Adam Fitz Swain's 12th-century priory of St. Mary Magdalene at Lundwood, Barnsley is also known as Monk Bretton Priory. It was a daughter house of St Johns Priory for Cluniac monks, founded by Robert de Laci (de Lacy) near to his base at Pontefract Castle. Cluniacs at Monk Bretton controlled agriculture and natural resources on many sites between Wakefield and Rotherham.
Their market charter was the cause of Barnsley's growth into a West Riding market town. King Edward I was troubled when monks came from La Charité-sur-Loire in France to fight for control of this wealth.
Here lived "the black monks of St Mary's priory" in The Lytill Geste of Robin Hood. They are commemorated in the nearby Mill of the Black Monks restaurant.
After dissolution under Henry VIII, it was home to the Armyne and Talbot families, descendents of the Earl of Shrewsbury.
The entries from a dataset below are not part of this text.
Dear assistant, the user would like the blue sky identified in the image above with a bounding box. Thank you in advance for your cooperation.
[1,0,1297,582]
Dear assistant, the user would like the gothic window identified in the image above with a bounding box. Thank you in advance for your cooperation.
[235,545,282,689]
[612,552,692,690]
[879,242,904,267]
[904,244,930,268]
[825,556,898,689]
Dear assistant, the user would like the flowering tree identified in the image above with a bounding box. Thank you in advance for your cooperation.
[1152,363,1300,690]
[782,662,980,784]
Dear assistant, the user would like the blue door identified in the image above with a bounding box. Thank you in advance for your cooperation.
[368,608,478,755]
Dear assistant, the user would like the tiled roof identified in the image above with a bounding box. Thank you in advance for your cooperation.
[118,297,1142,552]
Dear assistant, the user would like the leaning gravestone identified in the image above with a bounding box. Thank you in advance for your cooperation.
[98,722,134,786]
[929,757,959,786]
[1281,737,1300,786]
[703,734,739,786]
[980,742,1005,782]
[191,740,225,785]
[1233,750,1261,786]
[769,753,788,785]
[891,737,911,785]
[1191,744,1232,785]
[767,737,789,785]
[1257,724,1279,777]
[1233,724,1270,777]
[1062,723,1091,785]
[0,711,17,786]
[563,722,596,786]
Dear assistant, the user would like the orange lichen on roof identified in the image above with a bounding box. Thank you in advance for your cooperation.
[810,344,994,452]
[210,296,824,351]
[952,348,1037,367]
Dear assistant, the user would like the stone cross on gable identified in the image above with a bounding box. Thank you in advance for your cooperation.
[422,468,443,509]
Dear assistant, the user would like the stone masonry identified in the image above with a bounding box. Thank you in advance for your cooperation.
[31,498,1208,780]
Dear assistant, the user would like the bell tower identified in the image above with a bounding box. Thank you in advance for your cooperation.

Monk Bretton Priory is now owned by Barnsley MBC under English Heritage custody and promoted by the Diocese of Wakefield.
This historic site is being developed for its educational value and is to become a feature of the Trans Pennine Trail and Yorkshire tourism.
Approx 3 miles north-east of Barnsley Town Centre, Off Pontefract Road (A628)
Open 7 days a week, 10.00 am - 6.00 pm April to September
10.00 am - 5.00 pm throughout October
10.00 am - 4.00 pm November - March and closed over Christmas and New Years Day.